An open dialogue, one she can see you are having, hopefully takes the big shit stirring spoon out of her hands.

SanityClause · 05/08/2013 14:31

My MIL is like this, and for years, if DH wasn't sure of the social etiquette for a family event, he would ask her.

So, for an aunt's significant birthday, we went to a party, and as MIL had said we shouldn't take a present, we didn't, and were the only nieces and nephews who hadn't.

And then MIL had the audacity to tell off DH for not taking a present!

Well, that was the last straw! We use our own judgement, now, and DH trusts my sense of etiquette now, rather than MIL's.

diddl · 05/08/2013 14:38

It's rather sad though that they all take her word, rather than talking to each other.

LRDYaDumayuShtoTiKrasiviy · 05/08/2013 14:39

It sounds as if the OP's DH is right under her thumb, though, and scared of his mother or intimidated by her.
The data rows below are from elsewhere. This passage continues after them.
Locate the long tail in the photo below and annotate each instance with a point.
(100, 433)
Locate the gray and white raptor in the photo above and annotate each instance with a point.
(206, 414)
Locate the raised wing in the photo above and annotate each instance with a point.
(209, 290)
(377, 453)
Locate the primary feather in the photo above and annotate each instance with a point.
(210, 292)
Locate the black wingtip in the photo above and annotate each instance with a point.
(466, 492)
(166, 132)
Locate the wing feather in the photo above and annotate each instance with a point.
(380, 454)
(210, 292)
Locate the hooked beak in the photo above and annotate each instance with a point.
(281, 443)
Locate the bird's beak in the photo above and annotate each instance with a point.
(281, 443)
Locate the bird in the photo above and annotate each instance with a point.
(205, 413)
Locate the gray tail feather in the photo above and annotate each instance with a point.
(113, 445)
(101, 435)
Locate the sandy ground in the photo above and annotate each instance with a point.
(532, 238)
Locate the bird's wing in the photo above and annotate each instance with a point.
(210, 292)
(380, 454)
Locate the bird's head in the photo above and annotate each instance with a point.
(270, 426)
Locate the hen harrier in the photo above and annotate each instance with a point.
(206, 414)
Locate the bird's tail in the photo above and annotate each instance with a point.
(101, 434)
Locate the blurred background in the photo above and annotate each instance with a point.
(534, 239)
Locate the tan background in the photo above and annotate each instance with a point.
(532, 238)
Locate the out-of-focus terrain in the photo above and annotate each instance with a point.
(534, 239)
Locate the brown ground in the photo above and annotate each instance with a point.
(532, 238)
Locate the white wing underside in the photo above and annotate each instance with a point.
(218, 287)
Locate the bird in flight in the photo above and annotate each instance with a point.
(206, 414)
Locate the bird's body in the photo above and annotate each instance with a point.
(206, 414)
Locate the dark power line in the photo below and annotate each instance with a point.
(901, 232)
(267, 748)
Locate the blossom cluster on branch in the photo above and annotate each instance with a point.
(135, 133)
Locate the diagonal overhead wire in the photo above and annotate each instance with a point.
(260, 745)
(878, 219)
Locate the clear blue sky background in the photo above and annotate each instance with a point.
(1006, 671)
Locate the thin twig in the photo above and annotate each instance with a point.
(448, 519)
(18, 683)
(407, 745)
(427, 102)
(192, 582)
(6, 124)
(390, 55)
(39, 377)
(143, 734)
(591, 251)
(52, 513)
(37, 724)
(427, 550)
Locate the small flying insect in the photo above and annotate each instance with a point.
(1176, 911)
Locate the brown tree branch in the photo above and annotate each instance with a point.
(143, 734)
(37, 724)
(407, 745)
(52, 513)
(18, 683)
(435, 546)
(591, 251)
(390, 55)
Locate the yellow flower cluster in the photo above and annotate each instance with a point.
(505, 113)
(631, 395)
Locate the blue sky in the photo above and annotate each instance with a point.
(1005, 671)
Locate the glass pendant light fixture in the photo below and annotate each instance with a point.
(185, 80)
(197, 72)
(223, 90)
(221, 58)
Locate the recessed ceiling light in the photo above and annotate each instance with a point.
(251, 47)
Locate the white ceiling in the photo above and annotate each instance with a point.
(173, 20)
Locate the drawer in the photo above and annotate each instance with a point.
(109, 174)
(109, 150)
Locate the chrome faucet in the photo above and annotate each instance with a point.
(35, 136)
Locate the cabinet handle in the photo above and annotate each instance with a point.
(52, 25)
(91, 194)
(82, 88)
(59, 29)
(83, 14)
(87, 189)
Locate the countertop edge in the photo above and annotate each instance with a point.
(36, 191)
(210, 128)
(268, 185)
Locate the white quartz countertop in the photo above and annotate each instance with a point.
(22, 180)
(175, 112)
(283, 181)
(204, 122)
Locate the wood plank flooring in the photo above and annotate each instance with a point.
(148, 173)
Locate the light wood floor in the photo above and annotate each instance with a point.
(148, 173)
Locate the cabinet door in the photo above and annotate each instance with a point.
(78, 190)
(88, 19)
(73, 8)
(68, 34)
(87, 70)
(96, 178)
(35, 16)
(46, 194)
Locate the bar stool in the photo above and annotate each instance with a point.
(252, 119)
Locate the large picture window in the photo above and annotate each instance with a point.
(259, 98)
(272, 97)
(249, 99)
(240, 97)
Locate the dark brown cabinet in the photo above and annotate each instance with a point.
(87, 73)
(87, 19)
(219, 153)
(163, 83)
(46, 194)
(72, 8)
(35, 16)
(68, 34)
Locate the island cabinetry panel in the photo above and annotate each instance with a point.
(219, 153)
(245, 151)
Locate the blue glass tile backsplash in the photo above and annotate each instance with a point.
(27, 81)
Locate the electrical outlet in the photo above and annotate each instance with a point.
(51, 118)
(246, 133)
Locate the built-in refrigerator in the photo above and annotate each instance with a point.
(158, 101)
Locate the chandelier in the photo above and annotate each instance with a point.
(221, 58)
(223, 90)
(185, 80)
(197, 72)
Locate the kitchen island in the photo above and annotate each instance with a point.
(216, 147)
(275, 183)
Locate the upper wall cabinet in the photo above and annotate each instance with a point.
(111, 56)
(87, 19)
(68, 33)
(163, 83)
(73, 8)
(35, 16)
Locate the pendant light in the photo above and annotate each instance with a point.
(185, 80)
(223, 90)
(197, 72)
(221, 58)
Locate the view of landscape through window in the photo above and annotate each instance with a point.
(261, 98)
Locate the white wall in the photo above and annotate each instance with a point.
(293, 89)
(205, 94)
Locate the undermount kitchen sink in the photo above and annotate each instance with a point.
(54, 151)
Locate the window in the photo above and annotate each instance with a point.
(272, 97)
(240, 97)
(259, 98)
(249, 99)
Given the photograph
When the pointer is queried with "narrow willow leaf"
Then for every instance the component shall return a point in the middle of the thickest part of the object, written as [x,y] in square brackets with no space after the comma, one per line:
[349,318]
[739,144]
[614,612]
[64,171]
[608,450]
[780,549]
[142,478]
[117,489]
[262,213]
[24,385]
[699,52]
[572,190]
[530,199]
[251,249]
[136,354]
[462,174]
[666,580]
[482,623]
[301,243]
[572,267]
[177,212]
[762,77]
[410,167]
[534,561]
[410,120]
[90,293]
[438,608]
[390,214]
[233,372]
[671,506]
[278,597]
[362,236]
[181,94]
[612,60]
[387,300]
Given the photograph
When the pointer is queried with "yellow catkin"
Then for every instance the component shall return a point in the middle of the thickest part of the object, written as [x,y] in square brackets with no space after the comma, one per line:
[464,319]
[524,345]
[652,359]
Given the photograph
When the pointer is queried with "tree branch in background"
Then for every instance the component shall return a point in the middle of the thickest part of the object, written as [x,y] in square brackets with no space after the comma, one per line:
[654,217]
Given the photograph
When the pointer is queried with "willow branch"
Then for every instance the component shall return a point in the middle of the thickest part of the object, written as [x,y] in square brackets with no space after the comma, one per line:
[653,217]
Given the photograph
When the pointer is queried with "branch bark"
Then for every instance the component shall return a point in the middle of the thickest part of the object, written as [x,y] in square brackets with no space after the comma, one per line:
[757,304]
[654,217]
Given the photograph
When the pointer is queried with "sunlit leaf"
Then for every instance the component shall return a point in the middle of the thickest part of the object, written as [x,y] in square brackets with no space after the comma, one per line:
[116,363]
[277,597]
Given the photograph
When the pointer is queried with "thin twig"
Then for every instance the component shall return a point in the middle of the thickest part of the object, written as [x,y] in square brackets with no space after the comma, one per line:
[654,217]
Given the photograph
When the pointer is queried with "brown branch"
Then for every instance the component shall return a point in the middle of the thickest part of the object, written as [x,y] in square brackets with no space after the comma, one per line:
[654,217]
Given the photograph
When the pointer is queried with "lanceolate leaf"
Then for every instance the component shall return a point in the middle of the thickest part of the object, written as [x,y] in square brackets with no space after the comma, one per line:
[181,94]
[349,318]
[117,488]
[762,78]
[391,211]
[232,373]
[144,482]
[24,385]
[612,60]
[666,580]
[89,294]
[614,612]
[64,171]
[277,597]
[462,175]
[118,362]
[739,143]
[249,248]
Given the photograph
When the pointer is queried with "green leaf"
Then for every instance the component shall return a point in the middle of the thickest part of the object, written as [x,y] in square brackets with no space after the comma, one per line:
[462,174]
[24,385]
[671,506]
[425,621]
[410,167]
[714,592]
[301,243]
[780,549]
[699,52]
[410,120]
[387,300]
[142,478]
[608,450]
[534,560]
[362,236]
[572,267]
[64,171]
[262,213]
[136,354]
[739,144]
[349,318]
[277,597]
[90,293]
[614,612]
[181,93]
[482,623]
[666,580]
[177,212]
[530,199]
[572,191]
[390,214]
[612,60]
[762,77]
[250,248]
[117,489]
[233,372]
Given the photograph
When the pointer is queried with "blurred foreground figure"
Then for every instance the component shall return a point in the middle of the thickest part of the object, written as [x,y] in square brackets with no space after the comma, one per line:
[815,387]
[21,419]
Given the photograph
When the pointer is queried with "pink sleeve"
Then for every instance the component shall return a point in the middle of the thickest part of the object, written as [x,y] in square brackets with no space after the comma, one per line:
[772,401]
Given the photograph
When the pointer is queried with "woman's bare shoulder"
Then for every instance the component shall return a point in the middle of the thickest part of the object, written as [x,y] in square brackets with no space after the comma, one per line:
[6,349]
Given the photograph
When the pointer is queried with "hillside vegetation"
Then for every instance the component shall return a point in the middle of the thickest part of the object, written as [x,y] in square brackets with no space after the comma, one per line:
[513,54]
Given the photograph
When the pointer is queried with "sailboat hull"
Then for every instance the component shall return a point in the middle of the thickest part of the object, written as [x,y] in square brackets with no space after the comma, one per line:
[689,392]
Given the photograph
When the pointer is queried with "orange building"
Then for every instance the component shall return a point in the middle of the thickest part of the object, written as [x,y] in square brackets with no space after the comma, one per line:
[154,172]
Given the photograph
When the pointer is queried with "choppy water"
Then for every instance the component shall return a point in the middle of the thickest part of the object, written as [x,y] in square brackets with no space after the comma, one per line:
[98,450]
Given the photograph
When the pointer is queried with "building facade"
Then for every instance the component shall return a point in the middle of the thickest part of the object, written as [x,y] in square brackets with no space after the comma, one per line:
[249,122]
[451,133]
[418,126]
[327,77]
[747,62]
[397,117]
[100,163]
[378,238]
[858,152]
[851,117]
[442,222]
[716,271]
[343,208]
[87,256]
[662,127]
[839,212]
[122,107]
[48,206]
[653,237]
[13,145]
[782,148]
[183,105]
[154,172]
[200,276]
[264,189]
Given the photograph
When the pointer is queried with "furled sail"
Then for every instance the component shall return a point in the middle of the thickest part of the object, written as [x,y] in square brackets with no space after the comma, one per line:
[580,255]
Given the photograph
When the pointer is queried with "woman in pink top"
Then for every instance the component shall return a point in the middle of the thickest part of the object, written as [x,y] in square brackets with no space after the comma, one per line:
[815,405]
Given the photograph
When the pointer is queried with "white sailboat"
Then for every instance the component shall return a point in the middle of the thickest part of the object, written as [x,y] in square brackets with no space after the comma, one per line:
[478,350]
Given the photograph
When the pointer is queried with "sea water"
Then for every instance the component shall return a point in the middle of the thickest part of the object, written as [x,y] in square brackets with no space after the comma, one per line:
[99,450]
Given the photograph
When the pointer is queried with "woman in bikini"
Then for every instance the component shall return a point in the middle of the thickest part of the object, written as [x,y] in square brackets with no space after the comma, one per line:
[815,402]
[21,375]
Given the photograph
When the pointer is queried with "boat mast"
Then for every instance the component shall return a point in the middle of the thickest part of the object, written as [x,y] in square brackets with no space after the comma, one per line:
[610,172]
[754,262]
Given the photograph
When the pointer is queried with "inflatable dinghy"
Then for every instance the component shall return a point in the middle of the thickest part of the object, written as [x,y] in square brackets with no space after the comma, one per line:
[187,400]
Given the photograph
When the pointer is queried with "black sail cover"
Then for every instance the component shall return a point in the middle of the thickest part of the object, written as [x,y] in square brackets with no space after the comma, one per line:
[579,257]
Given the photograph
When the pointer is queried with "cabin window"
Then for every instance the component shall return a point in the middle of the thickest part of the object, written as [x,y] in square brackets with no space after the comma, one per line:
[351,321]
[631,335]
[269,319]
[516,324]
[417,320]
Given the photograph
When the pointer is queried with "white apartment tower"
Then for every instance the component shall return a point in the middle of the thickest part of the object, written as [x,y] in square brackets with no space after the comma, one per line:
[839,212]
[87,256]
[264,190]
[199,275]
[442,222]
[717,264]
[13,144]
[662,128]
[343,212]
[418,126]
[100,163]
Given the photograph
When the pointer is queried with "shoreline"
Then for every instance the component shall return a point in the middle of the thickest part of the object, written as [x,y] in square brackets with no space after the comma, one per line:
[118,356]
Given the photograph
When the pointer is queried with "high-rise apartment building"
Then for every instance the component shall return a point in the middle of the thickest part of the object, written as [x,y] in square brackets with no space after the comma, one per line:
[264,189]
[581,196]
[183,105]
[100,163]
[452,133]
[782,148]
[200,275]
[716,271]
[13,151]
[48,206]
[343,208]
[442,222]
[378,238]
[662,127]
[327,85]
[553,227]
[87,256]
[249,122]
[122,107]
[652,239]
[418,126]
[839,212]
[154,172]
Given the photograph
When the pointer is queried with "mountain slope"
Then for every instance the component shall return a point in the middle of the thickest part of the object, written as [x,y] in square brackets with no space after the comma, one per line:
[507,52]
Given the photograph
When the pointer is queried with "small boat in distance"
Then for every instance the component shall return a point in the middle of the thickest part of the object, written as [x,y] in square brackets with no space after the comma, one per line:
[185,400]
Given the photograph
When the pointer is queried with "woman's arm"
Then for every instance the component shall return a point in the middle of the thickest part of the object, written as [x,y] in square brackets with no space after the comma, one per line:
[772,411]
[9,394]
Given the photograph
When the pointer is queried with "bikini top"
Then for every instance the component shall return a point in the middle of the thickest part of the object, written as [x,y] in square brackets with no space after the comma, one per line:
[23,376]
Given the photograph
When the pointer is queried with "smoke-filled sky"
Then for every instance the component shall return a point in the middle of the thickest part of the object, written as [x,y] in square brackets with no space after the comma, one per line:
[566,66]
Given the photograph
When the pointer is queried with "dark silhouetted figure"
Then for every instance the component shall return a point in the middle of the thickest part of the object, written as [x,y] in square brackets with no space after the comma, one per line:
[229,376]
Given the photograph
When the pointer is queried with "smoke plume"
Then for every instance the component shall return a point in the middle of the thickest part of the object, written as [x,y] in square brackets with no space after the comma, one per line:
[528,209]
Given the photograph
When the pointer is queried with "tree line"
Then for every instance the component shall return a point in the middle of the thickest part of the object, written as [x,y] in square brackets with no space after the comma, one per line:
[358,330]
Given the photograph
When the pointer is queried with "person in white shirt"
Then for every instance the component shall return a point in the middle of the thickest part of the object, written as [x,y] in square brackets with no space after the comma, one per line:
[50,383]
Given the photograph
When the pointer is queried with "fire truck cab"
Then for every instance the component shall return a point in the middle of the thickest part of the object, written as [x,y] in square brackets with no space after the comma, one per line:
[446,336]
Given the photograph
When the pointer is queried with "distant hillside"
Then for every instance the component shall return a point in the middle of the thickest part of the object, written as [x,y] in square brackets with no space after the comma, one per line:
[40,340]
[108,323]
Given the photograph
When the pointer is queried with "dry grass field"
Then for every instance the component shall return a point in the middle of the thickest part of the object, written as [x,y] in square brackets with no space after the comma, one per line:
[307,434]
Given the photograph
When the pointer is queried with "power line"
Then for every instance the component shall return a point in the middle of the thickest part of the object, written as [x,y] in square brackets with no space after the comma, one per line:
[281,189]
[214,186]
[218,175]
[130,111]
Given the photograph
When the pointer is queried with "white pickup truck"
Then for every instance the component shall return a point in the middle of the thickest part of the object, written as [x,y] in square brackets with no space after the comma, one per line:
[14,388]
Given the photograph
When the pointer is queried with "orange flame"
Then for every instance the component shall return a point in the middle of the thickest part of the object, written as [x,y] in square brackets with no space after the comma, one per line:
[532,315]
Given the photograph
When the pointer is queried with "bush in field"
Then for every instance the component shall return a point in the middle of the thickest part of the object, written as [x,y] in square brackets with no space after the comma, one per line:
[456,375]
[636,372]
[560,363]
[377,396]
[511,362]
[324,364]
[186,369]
I guess maybe his siblings are too.

I mean, as you say diddl, it's not normal to react by thinking 'oh, we should cancel DD's party'.

Thumbwitch · 05/08/2013 14:42

Glad to have given you a laugh, NayFindus! Grin

But in all honesty, I do think you and the rest of the family need to be more open with each other, maybe just start asking questions about the stuff that MIL has said.

I gather that she told you your SIL regifted all the things she was given, hey - perhaps start with that and go from there. If SIL knows that she has been lied about, she's more likely to accept that you were lied about as well. :)

And yes, divide and conquer is exactly what she's doing! She's like a matriarchal old spider sitting in the middle of her web of lies, pulling the threads and having you all jump around to her plucking. You need to put a stop to it for all your sakes.

lollilou · 05/08/2013 14:46

Mt Mum is a bit like your Mil she will take her opinions and put them in my words so she would say to my sister something like " You know Lolli thinks you spoil your daughter" Which I never said but it used to cause such upset, until we realised that she did it. We now have an understanding that when she says these things we talk to each other.
I think you should talk to everyone involved (apart from Mil!) to make it clear that it is not you saying and doing these things.

NayFindus · 05/08/2013 14:50

I know you're right diddl. I'm thinking I'll get a birthday card, put last 8 years birthday money in it and get nieces Mum alone to explain to her. I thought I'd open with 'you know MIL's a nutter don't you?'.

And if I've got it totally wrong putting together the little bits I know. Erm...

Shock Sanity are we related??? Are you MIL's secret other family?????